Solina i okolice
Bieszczady, jak chyba żadne inne miejsce w Polsce, stały się synonimem dzikiej przyrody. Nie oznacza to jednak, że nie znajdziemy tu całkiem przyziemnych atrakcji. Z bazą wypadową w Solinie jesteśmy w stanie zobaczyć naprawdę wiele. Bieszczady zwiedzać można na przykład dzięki drezynom rowerowym. Główna wypożyczalnia, będąca zarazem stacją, usadowiła się na rozwidleniu wielkiej obwodnicy bieszczadzkiej, w Uhercach Mineralnych, z których pojazdy wyruszają w kierunku Zagórza i Ustrzyk Dolnych. Jest też słynna kolejka wąskotorowa z przystankiem w Cisnej.
Centrum Kultury Ekumenicznej w Myczkowcach z roku na rok przyciąga coraz więcej zwiedzających.

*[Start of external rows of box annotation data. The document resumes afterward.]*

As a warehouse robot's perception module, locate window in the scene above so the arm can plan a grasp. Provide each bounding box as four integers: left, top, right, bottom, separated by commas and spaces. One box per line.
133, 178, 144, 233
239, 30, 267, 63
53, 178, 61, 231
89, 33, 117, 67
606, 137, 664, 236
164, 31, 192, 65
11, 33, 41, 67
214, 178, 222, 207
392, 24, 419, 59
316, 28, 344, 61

Na blisko hektarowej powierzchni zgromadzono 140 makiet cerkwi greckokatolickich, prawosławnych oraz kościołów rzymskokatolickich z terenu południowo-wschodniej Polski, Słowacji oraz Ukrainy.
W dolinie rzeki Osławicy i potoku Barbarka leży zaś Komańcza z klasztorem sióstr Nazaretanek. To ostatnie miejsce internowania ks. Kardynała Stefana Wyszyńskiego. Jest tu też Arłamow, który w czasach PRL gościł prominentnych dygnitarzy. Również tu internowany był Lech Wałęsa. W 1989 roku rządowy ośrodek zlikwidowano. Dziś na jego miejscu funkcjonuje luksusowy kompleks hotelowy.
W Bieszczadach znaleźć też można styk granic: Polski, Ukrainy i Słowacji - to wysoki na 1221 m n.p.m. Krzemieniec. Miejsce to wyróżniają dwie rzeczy: jest to najwyższej położony i najbardziej wysunięty na południe polski trójstyk. Na szczycie Krzemieńca znajdziemy granitowy trójramienny obelisk z godłami trzech państw oraz z napisami w trzech językach.